I.I.I.'s Robert Hartwig cites three reasons for the lack of impact on insurers:
- First, the National Association of Insurance Commissioners (NAIC) issued a statement saying there would be no impact on insurers' investments and that risk-based capital and asset valuation reserves would be unaffected. Hartwig says that means insurers do not have to worry about putting up more cash for reserves.
- Second, U.S. Treasury accounts for 6 percent of invested assets, making it a minor position in the overall financial picture for insurers.
- Third, the downgrade has no impact on the solvency of insurers' liquidity and their claims-paying ability.
Hartwig says Friday's action by S&P to downgrade the U.S. sovereign rating by one notch from "AAA" to "AA+" is "trivial" compared to the market disruptions three years ago, and he adds that Treasury bonds still remain the "safest security in the world" for investors.
In its statement, the NAIC says it sees no current impact on insurers' capital, but it would "consider changes to our regulatory treatment if it becomes necessary in the future."
Reinsurance broker Guy Carpenter issued a report saying it also sees no impact on the P&C industry. Guy Carpenter illustrates the point by noting that in an S&P European model where the rating dropped to "AA-," capital charges moved upward by about 0.3 points.
Guy Carpenter did say that if the downgrade further weakens the U.S. dollar, foreign companies could look to target U.S. carriers for acquisition.
Financial analysts were not pushing the panic button on their evaluation of the P&C industry.
Sandler O'Neil Research says in a note says that the "impact on the insurance industry is reasonably modest." The biggest impact would be on carriers' portfolios that hold U.S. government debt.

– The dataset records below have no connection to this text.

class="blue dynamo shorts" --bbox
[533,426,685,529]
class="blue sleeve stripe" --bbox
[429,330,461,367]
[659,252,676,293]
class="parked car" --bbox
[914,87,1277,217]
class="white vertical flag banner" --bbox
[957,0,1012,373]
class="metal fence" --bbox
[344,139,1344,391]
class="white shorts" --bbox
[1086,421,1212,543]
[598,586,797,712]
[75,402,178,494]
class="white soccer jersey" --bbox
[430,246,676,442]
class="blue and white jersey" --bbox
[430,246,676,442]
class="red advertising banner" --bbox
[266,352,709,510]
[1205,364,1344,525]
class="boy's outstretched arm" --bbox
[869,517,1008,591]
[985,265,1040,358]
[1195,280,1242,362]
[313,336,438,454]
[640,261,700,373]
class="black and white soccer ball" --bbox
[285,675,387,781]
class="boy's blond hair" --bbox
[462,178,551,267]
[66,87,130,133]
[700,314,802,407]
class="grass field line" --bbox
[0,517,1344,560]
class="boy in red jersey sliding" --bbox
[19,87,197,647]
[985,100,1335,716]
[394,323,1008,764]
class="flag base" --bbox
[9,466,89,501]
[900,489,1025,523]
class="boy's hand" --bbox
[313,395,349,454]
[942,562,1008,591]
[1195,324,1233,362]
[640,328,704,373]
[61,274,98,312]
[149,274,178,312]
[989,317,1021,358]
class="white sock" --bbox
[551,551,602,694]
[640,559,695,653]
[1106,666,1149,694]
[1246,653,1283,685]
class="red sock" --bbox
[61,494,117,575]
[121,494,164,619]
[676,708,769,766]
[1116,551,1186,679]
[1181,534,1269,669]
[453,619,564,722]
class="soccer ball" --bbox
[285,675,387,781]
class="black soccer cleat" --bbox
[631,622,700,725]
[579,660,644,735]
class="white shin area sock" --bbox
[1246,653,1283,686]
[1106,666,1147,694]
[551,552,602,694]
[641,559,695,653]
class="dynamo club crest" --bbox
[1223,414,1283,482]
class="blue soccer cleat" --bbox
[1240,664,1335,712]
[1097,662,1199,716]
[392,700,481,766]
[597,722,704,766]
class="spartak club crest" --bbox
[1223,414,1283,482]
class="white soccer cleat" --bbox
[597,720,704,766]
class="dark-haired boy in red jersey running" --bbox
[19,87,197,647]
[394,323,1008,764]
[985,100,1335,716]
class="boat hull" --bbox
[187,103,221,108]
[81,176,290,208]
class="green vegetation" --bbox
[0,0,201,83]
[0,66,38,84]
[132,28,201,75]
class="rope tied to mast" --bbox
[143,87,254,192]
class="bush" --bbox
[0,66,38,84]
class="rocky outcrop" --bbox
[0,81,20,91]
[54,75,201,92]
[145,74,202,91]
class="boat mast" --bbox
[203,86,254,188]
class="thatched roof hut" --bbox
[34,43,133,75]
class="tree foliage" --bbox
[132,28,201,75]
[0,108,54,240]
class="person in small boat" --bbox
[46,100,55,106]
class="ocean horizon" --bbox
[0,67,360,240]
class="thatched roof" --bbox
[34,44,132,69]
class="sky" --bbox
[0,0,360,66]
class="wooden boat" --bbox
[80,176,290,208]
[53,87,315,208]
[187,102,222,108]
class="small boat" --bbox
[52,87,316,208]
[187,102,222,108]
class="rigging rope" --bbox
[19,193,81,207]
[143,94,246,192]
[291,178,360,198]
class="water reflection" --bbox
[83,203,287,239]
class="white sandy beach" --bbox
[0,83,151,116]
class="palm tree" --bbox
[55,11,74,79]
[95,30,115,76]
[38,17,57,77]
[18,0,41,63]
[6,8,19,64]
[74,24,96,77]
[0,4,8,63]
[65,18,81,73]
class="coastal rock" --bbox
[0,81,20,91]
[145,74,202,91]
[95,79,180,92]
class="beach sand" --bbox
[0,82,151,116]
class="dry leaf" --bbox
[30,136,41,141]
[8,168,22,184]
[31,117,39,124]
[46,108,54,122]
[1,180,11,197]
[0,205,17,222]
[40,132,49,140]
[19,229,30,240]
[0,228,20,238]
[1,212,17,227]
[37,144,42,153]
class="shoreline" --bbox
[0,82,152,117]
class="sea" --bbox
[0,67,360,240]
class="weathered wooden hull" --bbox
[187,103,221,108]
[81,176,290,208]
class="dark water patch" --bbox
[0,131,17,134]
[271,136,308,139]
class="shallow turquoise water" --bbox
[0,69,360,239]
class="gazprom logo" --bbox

UBS' Brian Meredith says insurers view the downgrade as a "business risk." The extent of action by carriers would be to reduce "their exposure to government and government agency securities within their fixed-income portfolios."
Today, Moody's reaffirmed its "AAA" rating of the U.S. credit strength rating, saying that further measures to control the U.S. debt are necessary.
The rating service says downgrade could be triggered before 2013 if the federal government fails to agree on a plan that keeps the federal debt to GDP ratio from peaking "not far above the projected 2012 levels of near 75 percent by the middle of the decade and then declining over the longer term."
This morning, S&P held a conference call discussing its decision.
Analysts David Beers and John Chambers emphasize that the reason for the downgrade decision was the political inability of U.S. leaders to take the initiative and find a solution to the debt problem.
The United States rating could return to "AAA" status when there is broader fiscal consensus and a "robust" fiscal package agreed upon in Washington.
The analysts made a point of noting that no country with an "A" rating has ever defaulted on their investment grade bonds.